Раз как-то Сергей Евграфович вместе с Эмилией Карловной тряхнули стариной и пели у нас какой-то дуэт из не запомнившейся мне итальянской оперы. Их выступление было даже записано у нас в фонографе — аппарате, которым увлекался мой отец и которым ведала моя мать.
В молодости Эмилия Карловна была, судя по фотографиям, миловидной пухленькой немочкой, которая должна была нравиться и действительно обладала редким голосом. Она боготворила память П. И. Чайковского, с которым была коротко знакома и который поручил ей первое исполнение партии Татьяны в «Онегине», при появлении этой оперы на императорской сцене.
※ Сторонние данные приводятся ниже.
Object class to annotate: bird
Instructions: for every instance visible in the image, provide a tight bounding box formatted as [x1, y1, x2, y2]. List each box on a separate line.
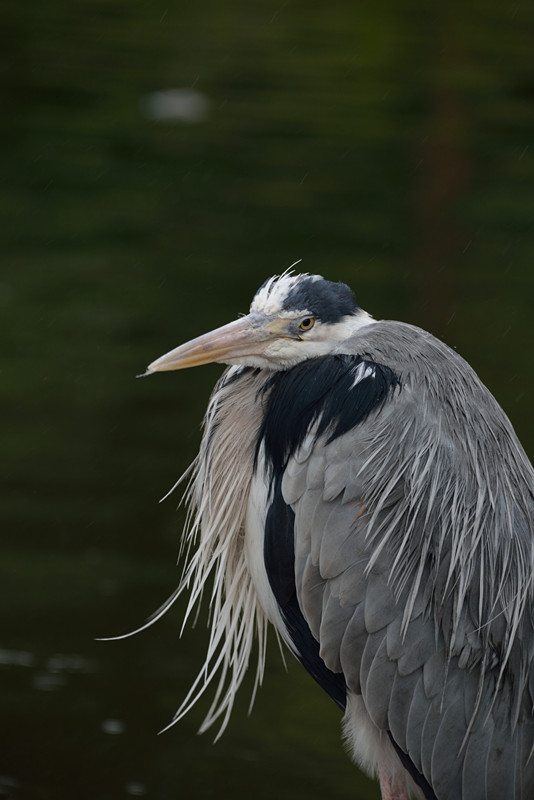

Впоследствии Эмилия Карловна подарила отцу в музей все письма к ней великого композитора*.
Сергей Евграфович всегда чем-либо увлекался и что-либо делал: то он с головой уходил в резьбу по дереву, то учился шить сапоги — дань толстовству, то занимался литературой. Так им была переведена детская книга «Приключения Фисташки». Перевод был сделан хорошо, книга по содержанию — занимательная, но Павловский принужден был долго искать издателя, а когда он его нашел и книга была напечатана, она почему-то пошла туго. Сергей Евграфович, привыкший к своим неудачам, смотрел на это философски. О Сергее Евграфовиче Павловском мне придется еще говорить неоднократно.